A bijection between the distinct colorings of X with colors in Y under the group action of G on X and the distinct colorings of Fin enum.card with colors in Y under the induced group action of G on Fin enum.card.

Equations

• One or more equations did not get rendered due to their size.

instance ReductionToFin.instFintypeQuotientForallFinCardOrbitRelOfForall_polyaEnumerationTheorem (X : Type u) (Y : Type v) (G : Type w) [enum : FinEnum X] [Group G] [MulAction G X] [Fintype (Quotient (MulAction.orbitRel G (X → Y)))] : Fintype (Quotient (MulAction.orbitRel G (Fin (FinEnum.card X) → Y)))

An instance of Fintype for the distinct colorings of Fin enum.card with colors in Y under the induced group action of G on Fin enum.card. Required by numDistinctColorings_eq_numDistinctColorings_of_Fin.

Equations

• One or more equations did not get rendered due to their size.

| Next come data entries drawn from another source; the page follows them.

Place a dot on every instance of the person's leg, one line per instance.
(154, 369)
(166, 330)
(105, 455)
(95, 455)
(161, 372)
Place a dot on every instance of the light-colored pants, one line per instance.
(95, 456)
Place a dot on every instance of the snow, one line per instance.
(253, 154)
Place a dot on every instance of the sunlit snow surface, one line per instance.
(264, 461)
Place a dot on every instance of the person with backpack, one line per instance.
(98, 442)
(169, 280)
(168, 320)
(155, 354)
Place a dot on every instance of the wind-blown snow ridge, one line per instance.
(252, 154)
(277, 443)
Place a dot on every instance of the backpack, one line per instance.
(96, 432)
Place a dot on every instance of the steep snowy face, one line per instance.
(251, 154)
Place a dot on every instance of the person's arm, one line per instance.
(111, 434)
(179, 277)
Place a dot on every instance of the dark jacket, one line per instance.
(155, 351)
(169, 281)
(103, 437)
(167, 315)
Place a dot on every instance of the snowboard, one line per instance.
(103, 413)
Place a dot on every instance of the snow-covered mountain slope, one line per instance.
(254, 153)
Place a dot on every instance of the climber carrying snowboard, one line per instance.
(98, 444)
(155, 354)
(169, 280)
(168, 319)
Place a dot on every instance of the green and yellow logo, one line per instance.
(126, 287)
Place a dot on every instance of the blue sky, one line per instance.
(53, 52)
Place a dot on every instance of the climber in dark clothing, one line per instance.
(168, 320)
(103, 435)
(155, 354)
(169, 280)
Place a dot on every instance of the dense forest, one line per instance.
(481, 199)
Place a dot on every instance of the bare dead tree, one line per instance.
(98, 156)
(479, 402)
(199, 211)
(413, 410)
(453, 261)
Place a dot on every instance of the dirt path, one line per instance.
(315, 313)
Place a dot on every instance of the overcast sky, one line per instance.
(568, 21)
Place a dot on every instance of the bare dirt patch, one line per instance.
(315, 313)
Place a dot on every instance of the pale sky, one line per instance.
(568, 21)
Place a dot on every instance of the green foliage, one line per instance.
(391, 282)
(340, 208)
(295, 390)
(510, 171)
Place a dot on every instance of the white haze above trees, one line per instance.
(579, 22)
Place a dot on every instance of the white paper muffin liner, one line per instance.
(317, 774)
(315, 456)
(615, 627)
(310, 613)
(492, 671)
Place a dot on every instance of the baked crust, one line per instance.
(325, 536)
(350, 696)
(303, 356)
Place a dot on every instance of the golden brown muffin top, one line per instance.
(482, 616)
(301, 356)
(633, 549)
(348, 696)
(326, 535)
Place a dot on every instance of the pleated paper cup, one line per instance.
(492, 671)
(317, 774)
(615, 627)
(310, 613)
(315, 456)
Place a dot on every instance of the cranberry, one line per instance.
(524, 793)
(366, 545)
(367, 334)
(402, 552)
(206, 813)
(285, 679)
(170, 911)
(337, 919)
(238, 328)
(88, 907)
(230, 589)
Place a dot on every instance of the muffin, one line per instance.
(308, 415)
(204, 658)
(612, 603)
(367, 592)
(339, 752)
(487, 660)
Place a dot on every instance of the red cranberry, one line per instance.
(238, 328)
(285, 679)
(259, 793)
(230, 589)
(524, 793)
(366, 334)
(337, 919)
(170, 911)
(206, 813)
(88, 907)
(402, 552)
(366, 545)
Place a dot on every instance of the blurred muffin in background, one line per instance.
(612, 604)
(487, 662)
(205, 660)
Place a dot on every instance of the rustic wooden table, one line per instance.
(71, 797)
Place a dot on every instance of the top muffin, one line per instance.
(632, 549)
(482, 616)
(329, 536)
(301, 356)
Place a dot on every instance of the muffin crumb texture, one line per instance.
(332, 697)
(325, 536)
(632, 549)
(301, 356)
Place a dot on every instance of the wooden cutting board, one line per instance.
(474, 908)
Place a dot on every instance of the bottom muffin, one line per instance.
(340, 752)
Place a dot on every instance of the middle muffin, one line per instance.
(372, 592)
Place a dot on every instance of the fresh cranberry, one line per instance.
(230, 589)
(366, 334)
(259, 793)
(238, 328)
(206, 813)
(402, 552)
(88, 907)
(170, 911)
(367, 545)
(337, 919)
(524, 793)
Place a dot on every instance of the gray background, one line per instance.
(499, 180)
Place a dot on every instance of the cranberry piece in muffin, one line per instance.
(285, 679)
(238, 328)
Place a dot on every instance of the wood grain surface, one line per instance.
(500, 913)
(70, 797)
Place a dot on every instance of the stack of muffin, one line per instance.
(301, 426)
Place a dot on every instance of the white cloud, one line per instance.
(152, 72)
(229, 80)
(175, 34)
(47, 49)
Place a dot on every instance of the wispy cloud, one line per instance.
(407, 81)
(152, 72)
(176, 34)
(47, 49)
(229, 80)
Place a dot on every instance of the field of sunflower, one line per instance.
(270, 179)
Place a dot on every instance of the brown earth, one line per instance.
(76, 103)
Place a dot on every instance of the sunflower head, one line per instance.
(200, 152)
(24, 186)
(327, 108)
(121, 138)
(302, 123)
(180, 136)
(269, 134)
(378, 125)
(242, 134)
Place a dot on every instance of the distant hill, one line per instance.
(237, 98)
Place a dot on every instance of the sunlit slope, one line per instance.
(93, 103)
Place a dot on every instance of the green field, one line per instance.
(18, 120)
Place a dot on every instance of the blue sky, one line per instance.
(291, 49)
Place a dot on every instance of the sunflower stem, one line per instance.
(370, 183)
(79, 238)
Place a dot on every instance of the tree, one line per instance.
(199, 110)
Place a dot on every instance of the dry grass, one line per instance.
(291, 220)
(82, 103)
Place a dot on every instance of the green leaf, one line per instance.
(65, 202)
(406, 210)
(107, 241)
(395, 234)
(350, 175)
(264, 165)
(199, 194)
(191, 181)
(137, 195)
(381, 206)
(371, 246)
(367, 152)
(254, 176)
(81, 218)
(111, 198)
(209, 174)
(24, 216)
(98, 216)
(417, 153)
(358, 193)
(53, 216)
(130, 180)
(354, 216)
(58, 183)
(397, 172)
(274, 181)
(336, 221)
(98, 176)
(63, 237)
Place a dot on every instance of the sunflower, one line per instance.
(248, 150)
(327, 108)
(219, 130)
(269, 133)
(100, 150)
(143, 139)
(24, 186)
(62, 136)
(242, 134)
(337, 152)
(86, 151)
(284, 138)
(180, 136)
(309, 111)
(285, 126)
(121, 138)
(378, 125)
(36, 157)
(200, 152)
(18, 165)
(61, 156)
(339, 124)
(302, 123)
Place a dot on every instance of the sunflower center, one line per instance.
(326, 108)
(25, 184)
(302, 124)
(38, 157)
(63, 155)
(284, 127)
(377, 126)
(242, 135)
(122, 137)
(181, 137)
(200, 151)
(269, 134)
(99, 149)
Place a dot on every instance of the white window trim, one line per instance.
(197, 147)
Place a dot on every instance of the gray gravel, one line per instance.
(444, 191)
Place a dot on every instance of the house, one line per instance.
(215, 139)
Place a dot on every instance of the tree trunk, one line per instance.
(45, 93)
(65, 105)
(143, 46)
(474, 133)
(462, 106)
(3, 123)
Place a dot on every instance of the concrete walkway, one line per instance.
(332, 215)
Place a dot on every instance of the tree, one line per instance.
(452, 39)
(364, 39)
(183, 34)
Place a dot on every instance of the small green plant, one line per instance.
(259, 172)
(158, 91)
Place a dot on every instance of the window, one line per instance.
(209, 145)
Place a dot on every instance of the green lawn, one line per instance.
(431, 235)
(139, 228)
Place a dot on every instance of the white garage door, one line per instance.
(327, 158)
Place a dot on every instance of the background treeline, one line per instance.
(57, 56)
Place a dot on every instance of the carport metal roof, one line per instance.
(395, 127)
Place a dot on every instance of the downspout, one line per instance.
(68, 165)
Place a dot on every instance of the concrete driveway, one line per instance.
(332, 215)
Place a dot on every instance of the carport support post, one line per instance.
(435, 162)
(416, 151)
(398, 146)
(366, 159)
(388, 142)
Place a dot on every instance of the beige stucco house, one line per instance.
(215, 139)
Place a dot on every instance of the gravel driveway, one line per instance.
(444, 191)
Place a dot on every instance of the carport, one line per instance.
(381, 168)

theorem ReductionToFin.numDistinctColorings_eq_numDistinctColorings_of_Fin (X : Type u) (Y : Type v) (G : Type w) [enum : FinEnum X] [Group G] [MulAction G X] [Fintype (Quotient (MulAction.orbitRel G (X → Y)))] : DistinctColorings.numDistinctColorings X Y G = DistinctColorings.numDistinctColorings (Fin (FinEnum.card X)) Y G

The number of distinct colorings of X with colors in Y under the group action of G on X is equal to the number of distinct colorings of Fin enum.card with colors in Y under the induced group action of G on Fin enum.card.